Auch einige bayerische Spitzenläufer haben bereits ihre Startzusage gegeben. Der frisch gebackene bayerische Meister im Berglaufen, Anian Rottmüller von der PTSV Rosenheim, hat sich ebenso wie David Reichl aus Viechtach viel vorgenommen. Rottmüller war am Hochfelln schon mehrmals unter die besten Zehn gelaufen und Reichl hatte bei der Jubiläumsausgabe 2024 (50. Hochfellnberglauf) den zweiten Platz erreicht. Ebenfalls am Start stehen wird der heimische Top-Skibergsteiger Alexander Brandner, der im Vorjahr mit einem zweiten Platz beim Hochfellnberglauf und einem Sieg beim Jenner-Berglauf seine Fähigkeiten am Berg auch ohne Schnee und Ski unter Beweis stellte.
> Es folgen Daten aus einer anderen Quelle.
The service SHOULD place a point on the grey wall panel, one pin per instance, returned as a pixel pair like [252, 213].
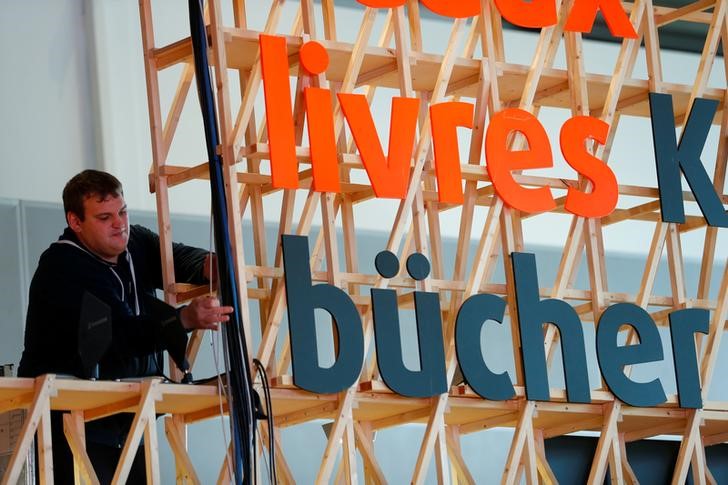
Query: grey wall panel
[11, 297]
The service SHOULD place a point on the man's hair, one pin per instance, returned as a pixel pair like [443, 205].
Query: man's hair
[89, 183]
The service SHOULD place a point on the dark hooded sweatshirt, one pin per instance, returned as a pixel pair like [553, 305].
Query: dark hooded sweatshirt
[65, 271]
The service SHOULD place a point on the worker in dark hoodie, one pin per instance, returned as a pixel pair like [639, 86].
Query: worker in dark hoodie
[100, 253]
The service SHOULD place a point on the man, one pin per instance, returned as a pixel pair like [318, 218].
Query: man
[100, 253]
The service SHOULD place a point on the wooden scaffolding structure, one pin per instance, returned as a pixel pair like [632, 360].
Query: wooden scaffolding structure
[471, 66]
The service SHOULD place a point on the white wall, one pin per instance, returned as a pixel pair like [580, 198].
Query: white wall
[46, 107]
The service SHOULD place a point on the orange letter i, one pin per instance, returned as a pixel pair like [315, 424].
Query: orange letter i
[320, 121]
[279, 111]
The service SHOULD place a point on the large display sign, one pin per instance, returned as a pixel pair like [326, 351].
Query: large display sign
[333, 80]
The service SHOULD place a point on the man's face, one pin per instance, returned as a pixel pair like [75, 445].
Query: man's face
[105, 227]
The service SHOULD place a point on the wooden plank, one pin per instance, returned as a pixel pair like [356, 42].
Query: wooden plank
[44, 389]
[605, 446]
[456, 455]
[519, 442]
[690, 442]
[366, 448]
[176, 442]
[682, 12]
[73, 428]
[143, 417]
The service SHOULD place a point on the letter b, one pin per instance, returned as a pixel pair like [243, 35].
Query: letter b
[303, 299]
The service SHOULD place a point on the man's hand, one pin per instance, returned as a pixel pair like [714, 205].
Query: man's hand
[204, 312]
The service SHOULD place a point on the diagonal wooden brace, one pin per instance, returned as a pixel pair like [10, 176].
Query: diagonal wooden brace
[144, 419]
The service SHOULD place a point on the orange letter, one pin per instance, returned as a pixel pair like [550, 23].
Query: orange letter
[446, 117]
[279, 112]
[382, 3]
[534, 14]
[501, 161]
[583, 13]
[389, 176]
[603, 198]
[323, 142]
[457, 10]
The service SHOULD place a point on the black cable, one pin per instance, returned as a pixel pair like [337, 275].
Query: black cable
[269, 417]
[240, 390]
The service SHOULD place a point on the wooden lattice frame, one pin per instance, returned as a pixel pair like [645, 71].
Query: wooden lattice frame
[368, 405]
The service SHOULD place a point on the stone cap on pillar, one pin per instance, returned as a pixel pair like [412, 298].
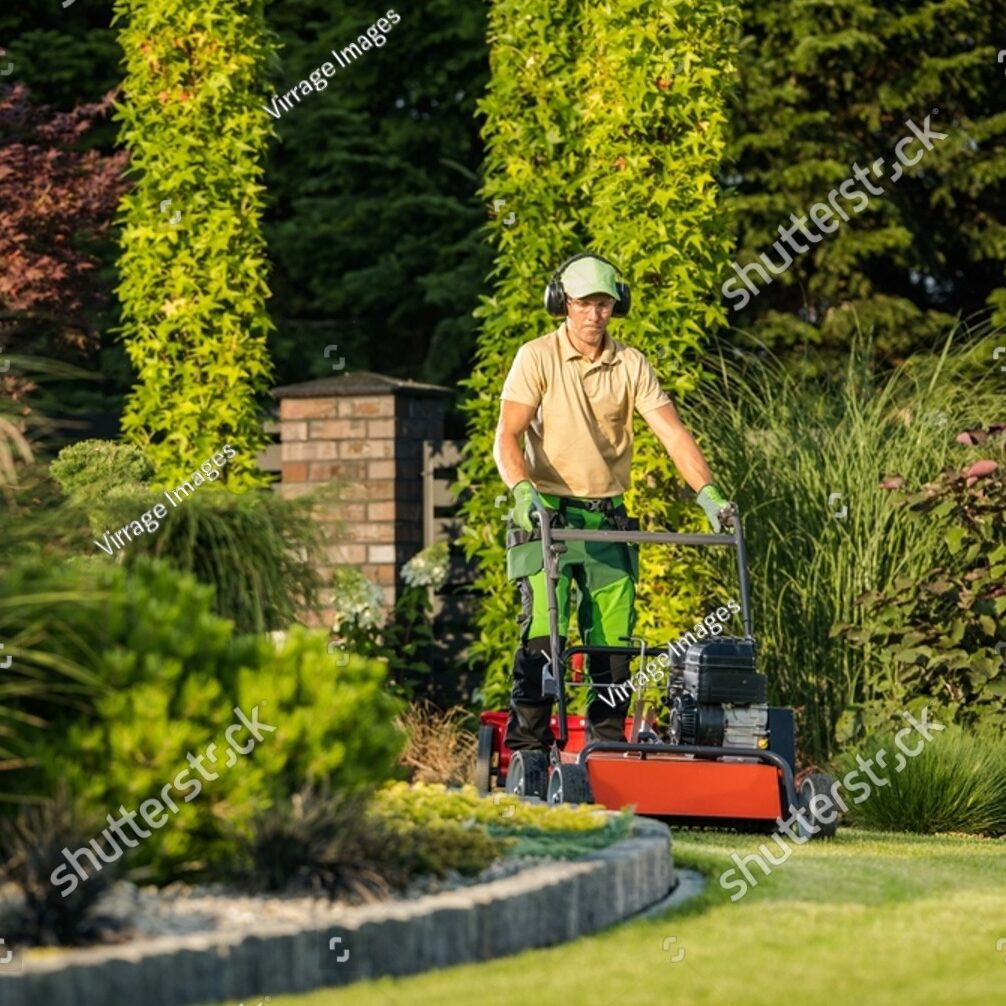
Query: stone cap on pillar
[358, 383]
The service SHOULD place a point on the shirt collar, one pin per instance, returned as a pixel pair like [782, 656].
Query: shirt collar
[570, 352]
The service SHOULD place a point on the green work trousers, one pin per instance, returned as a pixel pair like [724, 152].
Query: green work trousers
[606, 575]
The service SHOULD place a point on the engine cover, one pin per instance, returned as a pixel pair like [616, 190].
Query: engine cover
[745, 725]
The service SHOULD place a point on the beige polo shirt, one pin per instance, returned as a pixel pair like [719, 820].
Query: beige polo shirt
[579, 442]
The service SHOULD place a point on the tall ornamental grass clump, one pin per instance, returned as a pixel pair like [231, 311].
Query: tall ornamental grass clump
[804, 460]
[956, 784]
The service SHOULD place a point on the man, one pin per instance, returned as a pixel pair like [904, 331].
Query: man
[573, 392]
Interessant ist auch wieder das Starterfeld der „Nordischen“: Viele aktive Sportler aus der Langlauf- und Biathlonszene lassen die jahrzehntelange Tradition weiter hochleben, ist doch der deutsche Berglaufklassiker eine der besten Trainingsmöglichkeiten und auch ein guter Gradmesser für die läuferischen Fähigkeiten im Winter. Schon oft hat sich gezeigt, dass eine gute Zeit beim Hochfellnberglauf der Vorbote für eine starke Saison im Langlauf oder Biathlon war. Das hoffen natürlich alle auch heuer für die gemeldeten ambitionierten deutschen Nachwuchsbiathleten Leo Pfund und Lukas Tannheimer. Letzter war beim Hochfellnberglauf 2024 schon einmal Gesamtdritter geworden. Auch ehemalige Wintersport-Stars kommen gerne nach Bergen. So hat mit der früheren Biathlon-Olympiasiegerin und -Weltmeisterin Denise Herrmann-Wick eine bekannte Athletin gemeldet. Letztes Jahr konnte nur ihr Ehemann Thomas Wick, der durch seine Langlauferfolge bekannt ist, starten, da Denise ihr zweites Kind bekam. Nach eigener Aussage ist sie aber trotz Familienaufgaben voll motiviert für ihren Berglaufstart. Auch Biathlontrainer Andi Stitzl lässt sich einen Start bei seinem Heimrennen selten entgehen. Für die Läufer der regionalen Berglaufszene gibt es indes wieder einen besonderen Anreiz. So warten in der Inn-Chiemgau-Wertung lukrative Preisgelder und tolle Sachpreise.